Iakounovytch, alors que l’Ukraine était au bord de la cessation de paiement, négocia jusqu’en 2013 des accords avec l’UE, sous pression de la Russie et du FMI. Il demanda des rencontres tripartites (Ukraine, Russie et UE) alors refusées par cette dernière. Aujourd’hui, les États impérialistes occidentaux cherchent un accord avec la Russie – en dépit des grands discours. Aucun d’eux, pas plus que le gouvernement de Kiev, ne maîtrise les affrontements sur le terrain qui peuvent dégénérer en véritable guerre civile.
7. Souveraineté de l’Ukraine
L’unité de l’Ukraine passe par la neutralité militaire, le retrait des troupes russes, le refus des politiques antisociales.
Seul un front anti-guerre et anti-fasciste (ukrainien et international) contre les forces réactionnaires de tous bords, enraciné dans les populations, peut l’imposer, contre les diktats impérialistes russes et occidentaux, en défense de droits sociaux et nationaux, contre les violences.
Ce sont des objectifs que les forces progressistes de la Russie à l’UE défendront contre le FMI et les accords de « libre-échange » – en reconnaissant le droit du peuple ukrainien de décider de ses liens internationaux.
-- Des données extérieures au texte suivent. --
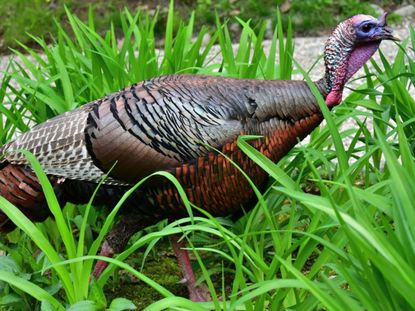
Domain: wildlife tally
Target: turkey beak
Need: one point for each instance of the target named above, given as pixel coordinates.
(385, 32)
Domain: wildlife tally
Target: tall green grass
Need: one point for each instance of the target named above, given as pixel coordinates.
(350, 246)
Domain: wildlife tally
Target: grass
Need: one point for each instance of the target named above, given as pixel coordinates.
(37, 17)
(351, 246)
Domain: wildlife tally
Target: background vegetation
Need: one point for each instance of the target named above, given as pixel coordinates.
(333, 231)
(38, 17)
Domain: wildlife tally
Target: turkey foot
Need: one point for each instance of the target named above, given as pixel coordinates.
(196, 293)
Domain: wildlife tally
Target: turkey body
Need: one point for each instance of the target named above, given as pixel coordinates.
(172, 123)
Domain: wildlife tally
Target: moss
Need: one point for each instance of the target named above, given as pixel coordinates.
(161, 267)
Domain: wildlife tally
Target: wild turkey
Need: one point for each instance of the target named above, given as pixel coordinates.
(167, 123)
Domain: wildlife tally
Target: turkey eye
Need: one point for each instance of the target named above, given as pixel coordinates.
(366, 27)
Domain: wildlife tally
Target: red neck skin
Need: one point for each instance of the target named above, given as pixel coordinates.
(358, 57)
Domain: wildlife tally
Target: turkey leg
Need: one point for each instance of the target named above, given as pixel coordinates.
(196, 293)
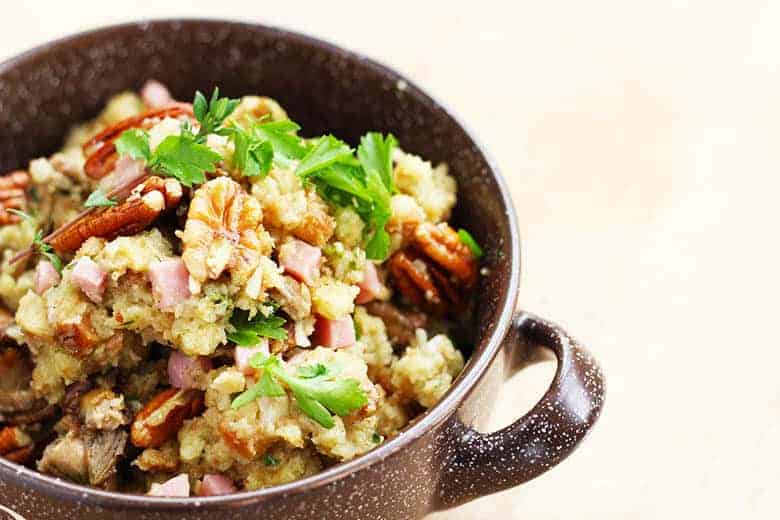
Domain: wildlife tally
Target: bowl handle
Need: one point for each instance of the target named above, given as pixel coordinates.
(481, 464)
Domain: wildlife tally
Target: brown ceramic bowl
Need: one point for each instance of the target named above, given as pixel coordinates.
(441, 459)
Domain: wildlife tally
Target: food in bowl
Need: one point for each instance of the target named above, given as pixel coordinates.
(197, 300)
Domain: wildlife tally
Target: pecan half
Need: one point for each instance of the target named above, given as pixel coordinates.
(441, 243)
(101, 151)
(223, 232)
(164, 415)
(418, 279)
(13, 195)
(435, 270)
(145, 203)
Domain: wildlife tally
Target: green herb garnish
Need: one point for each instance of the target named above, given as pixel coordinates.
(364, 183)
(211, 114)
(318, 396)
(98, 199)
(247, 332)
(184, 156)
(38, 245)
(376, 153)
(468, 240)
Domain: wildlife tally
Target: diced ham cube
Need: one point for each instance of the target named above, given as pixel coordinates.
(184, 371)
(300, 260)
(155, 95)
(170, 282)
(242, 355)
(46, 276)
(371, 287)
(213, 485)
(334, 333)
(178, 486)
(90, 278)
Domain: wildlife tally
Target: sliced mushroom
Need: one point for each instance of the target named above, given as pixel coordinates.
(104, 449)
(400, 324)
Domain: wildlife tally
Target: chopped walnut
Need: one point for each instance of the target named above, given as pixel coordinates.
(224, 232)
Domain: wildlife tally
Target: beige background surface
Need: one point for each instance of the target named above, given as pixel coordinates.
(640, 140)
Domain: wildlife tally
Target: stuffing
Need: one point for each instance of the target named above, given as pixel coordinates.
(217, 330)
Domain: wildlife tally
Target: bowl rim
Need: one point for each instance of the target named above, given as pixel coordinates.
(421, 425)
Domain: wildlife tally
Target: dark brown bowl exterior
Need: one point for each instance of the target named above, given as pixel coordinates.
(437, 462)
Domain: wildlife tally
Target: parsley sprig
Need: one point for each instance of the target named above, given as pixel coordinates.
(211, 114)
(263, 143)
(42, 248)
(365, 182)
(247, 332)
(362, 180)
(183, 156)
(317, 392)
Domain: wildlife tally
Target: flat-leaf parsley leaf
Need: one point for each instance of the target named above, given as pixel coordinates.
(319, 396)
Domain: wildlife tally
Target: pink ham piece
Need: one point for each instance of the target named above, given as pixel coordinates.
(301, 260)
(184, 371)
(90, 278)
(46, 276)
(126, 172)
(334, 333)
(371, 287)
(155, 95)
(214, 485)
(170, 282)
(178, 486)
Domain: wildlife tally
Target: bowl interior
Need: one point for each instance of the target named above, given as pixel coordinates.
(324, 88)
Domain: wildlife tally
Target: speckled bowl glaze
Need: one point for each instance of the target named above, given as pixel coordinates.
(440, 460)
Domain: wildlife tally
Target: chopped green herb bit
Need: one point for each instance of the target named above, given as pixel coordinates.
(466, 238)
(376, 153)
(46, 251)
(22, 214)
(211, 114)
(42, 248)
(319, 396)
(309, 371)
(247, 332)
(134, 143)
(252, 155)
(98, 199)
La question nationale est au centre de l’activité politique en Ukraine. Comme le dit l’Opposition de gauche : « La renaissance nationale et culturelle de la nation ukrainienne et des autres nations de notre pays n’est pas possible sans que les problèmes sociaux soient résolus ». En Ukraine, une gauche qui laisserait la dimension nationale aux nationalistes se condamnerait d’avance à un échec, car dans le camp nationaliste il y a déjà des courants montants qui, profitant de la marginalité de la gauche socialiste, prétendent apparaître aux yeux des travailleurs comme une alternative.